Enzo Vizzari e Niko Romito

Attualizzare le ricette regionali

Ed è pure tempo di liberarsi alla memoria, per Niko. “Bisogna rispettare le tradizioni, per carità. Ma anche attualizzare ogni ricetta regionale per renderla più leggera, buona e gustosa. Quando dicono che i cannelloni della nonna erano i migliori di ogni tempo, io penso sempre che se li proponessi in quel momento nello stesso modo non li mangerebbe nessuno. Sia chiaro, non voglio stravolgere il piatto storico ma non è intelligente servirlo nello stesso modo: abbiamo tecniche ed esperienza per realizzarlo meglio”. Poi tanto spazio a Spazio, il progetto di scuola che inserisce i suoi allievi (“colti più della media, ho un 40% di laureati che si rimettono in gioco” spiega) direttamente nelle cucine del vecchio Reale, di Eataly a Roma e in estate al relais di Capofaro. E in futuro chissà. “Studio e ricerca contano per l’80% nella formazione di un cuoco, il resto è talento che va guidato, all’interno di regole, per non rovinarlo. Detto questo, la tivù se da un lato ha generato mostri, dall’altro ha permesso di far capire il nostro lavoro e di creare attenzione incredibile, a tutti i livelli”.
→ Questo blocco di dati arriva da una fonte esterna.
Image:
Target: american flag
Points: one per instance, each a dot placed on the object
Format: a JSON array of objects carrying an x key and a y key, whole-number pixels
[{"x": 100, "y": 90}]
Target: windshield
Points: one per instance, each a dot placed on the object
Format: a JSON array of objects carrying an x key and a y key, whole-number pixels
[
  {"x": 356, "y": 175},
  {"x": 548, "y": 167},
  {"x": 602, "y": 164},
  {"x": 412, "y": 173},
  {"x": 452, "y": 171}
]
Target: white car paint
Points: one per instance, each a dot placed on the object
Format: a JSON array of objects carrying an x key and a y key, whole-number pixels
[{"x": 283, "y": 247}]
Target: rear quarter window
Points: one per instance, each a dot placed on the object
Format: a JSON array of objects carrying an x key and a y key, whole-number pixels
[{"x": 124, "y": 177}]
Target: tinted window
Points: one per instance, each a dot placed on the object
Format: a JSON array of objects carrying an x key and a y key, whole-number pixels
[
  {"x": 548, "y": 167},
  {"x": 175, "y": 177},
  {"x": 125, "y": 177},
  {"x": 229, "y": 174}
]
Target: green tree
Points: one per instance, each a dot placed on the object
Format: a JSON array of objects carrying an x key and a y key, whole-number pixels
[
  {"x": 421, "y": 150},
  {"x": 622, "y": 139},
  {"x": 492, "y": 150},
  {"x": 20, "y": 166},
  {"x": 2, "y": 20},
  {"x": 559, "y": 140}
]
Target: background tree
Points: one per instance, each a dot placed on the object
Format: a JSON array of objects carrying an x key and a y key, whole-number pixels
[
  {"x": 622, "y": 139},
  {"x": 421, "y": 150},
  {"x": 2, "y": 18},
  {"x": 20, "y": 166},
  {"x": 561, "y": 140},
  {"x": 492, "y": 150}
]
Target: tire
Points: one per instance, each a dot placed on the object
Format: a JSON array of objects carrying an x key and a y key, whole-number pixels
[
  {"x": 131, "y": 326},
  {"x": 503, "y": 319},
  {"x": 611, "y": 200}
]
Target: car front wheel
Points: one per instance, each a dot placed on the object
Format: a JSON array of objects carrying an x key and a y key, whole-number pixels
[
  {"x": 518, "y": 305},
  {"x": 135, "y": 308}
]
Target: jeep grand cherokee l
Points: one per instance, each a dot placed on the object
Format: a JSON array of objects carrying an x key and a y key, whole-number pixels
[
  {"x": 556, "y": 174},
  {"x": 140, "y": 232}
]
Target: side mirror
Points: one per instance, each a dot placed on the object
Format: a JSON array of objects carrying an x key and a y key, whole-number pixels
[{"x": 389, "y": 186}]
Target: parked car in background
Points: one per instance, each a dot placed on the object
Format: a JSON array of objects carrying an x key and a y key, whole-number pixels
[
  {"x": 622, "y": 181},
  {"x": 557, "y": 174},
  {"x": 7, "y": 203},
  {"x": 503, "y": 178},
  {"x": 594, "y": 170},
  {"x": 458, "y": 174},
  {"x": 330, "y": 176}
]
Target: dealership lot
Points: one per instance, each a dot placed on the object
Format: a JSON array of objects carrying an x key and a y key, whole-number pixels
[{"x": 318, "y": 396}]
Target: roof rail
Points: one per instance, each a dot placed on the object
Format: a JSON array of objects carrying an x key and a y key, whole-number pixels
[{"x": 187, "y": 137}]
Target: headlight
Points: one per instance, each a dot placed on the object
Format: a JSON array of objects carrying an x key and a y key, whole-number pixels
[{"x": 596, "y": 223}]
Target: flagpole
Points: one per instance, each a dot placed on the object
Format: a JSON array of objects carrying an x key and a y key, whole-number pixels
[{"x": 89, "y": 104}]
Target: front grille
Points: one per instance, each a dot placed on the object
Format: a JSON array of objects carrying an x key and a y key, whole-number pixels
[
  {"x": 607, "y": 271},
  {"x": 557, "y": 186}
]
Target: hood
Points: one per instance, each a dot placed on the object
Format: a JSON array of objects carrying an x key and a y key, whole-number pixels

Giovani chef più colti e coesi

Palazzo Parigi? Doveva debuttare sulla piazza milanese e invece niente. “Non abbiamo trovato la quadra, ma ho creato un bel rapporto. A me Milano interessa sempre, eccome. Forse più per un altro Spazio che per una mia presenza. Già se non avessi mia sorella Cristiana perennemente a lavorare a Castel di Sangro, non potrei essere qui oggi…” Applausi a scena aperta, prima di celebrare degnamente Niko con un pranzo all’Enoteca dove lo chef-patron Davide Palluda aveva “chiamato” quattro bravi colleghi e amici quali Maurilio Garola, Guido Alciati, Massimo Corso e Maurizio Dellaferrera per offrire un trionfo di piemontesità, bagnato dai vini bianchi e rossi del “giovane” Consorzio di Tutela del Roero. Piatti (eccellenti) di cucina regionale attualizzata – come piace a Romito – anche se gustando la versione 2015 dell’uovo in pasta di Nino Bergese con tartufo bianco viene da pensare che in qualche caso quella l’avanguardia è talmente “avanti (è un piatto creato una cinquantina di anni fa) che necessita davvero di un ritocco minimo.